A libertarian, tea-party congressman just rolled to reelection in a congressional district that is home to some of the wealthiest people in the business wing of the Republican party.
Representative Justin Amash (R., Mich.) was outspent by his opponent, Brian Ellis, who had the support of the Chamber of Commerce and other House Republicans, but it was never even a tight race. “It’s been a pretty significant lead for the congressman throughout,” a Republican consultant and pollster in Michigan unaffiliated with either campaign told National Review Online Monday.
Ellis’s campaign was supposed to demonstrate the political costs of the government shutdown — the primary was supposed to be another “establishment strikes back” moment in the 2014 election cycle. “I’m hearing it from everybody,” Ellis told The Hill in November of last year. “[The shutdown was] no way to run a country. It’s no way to govern.”
In the end, it was Ellis who was left with no way to govern. Amash spokesman Will Adams attributed his candidate’s success to the fact that there is “overwhelming grassroots support for Justin and almost no grassroots support for Ellis.”
Amash’s victory exemplifies, in part, the electoral shift that has taken place in Republican party politics since the rise of the Tea Party. Ellis is “a very pro-business, you know, Gerald Ford/Paul Henry, ‘We want an effective, engaged congressman who can get things done’” type of candidate, the unaffiliated pollster said. “But we live right now in an era where government is out of control, and even the average primary voter has concerns about the size of the debt. And folks going to Washington — [they can say they are going] to get things done, sure, but to get things down that are good or to get things done that are bad is always an open question.”
National-security hawks have attacked Amash’s foreign policy — Representative Devin Nunes (R., Calif.) described him as “al-Qaeda’s best friend in the Congress” before raising money, along with House Intelligence Committee chairman Mike Rogers (R., Mich.), for Amash’s opponent — but voters trust him well enough in that area. But that is not to say that a pure libertarian foreign policy is now regnant in the GOP. “They think of him as a conservative Republican with a libertarian streak, not as a libertarian who happened to find a home in the Republican primary, and that’s two very different things,” the pollster said.
Adams explained that Amash’s trademark habit of explaining his votes on Facebook was “hugely important” to how voters perceive him, as Adams was reminded over the last week in the district. “There’s a kid on a skateboard with tattoos and earring and one of those chains with the wallet, and he’s skateboarding by me and he doesn’t even stop and he turns his head and he [says], ‘He’s never missed a vote!’” Adams laughed. “How does this kid who is skateboarding by me know that?”

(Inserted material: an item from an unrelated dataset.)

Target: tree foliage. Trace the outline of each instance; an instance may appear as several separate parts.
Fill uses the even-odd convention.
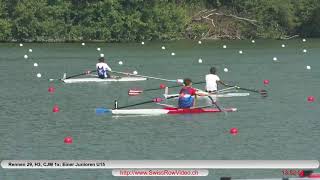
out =
[[[201,10],[228,17],[194,22]],[[230,18],[231,17],[231,18]],[[320,36],[320,0],[0,0],[0,41],[107,41]]]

Adams said that explaining votes on the social network serves three purposes. “First, it disciplines us. It makes sure that every time we have a vote, we think about it very carefully, because we know that we’re going to have to explain his position publicly,” Adams explained. Secondly, it’s a “great resource” for anyone who has a question about Amash’s record after hearing an attack. And most important, the reputation helps Amash maintain the trust of the voters, even when traditional Republican-party power brokers — the U.S. Chamber of Commerce, National Right to Life, and the state Farm Bureau — endorse his opponent.
“Regardless of whether voters actually read his Facebook explanations,” Adams said, “they develop some trust with a guy who explains himself publicly. So, they might not read every single explanation, but when they hear that Justin voted a little differently, they often give him the benefit of the doubt.”
The pollster, who agreed that Amash’s Facebook explanations “inoculated him” against negative attacks, said that Ellis exacerbated the problem by attempting to portray Amash as a liberal before voters had reason to trust his critiques. “They started off, before anyone knew who Brian was, trying to characterize Amash,” the pollster says. “[Ellis] had a few issues that were legitimate campaign issues, but he just could never really get any traction with them, because [his campaign’s] very first accusation was that Amash was voting with Obama and Pelosi most of the time, and there is just nobody in Grand Rapids that that message resonated with. . . . When nobody really knows who you are, you can’t lead with a claim that nobody’s going to believe.”
Adams offered a similar critique of Ellis’s campaign. “It’s always a bad move when you’re running for office and you refuse to talk about yourself,” he says. “He spent all of his money running a campaign based on a parallel universe where Justin isn’t a conservative, principled member of Congress, and nobody buys that, not even [Ellis’s] supporters.”
As a result, Amash earned “a double-digit victory against a very well-funded primary opponent who spent the last eight months trying to tear his face off,” as the pollster put it.
— Joel Gehrke is a political reporter for National Review Online.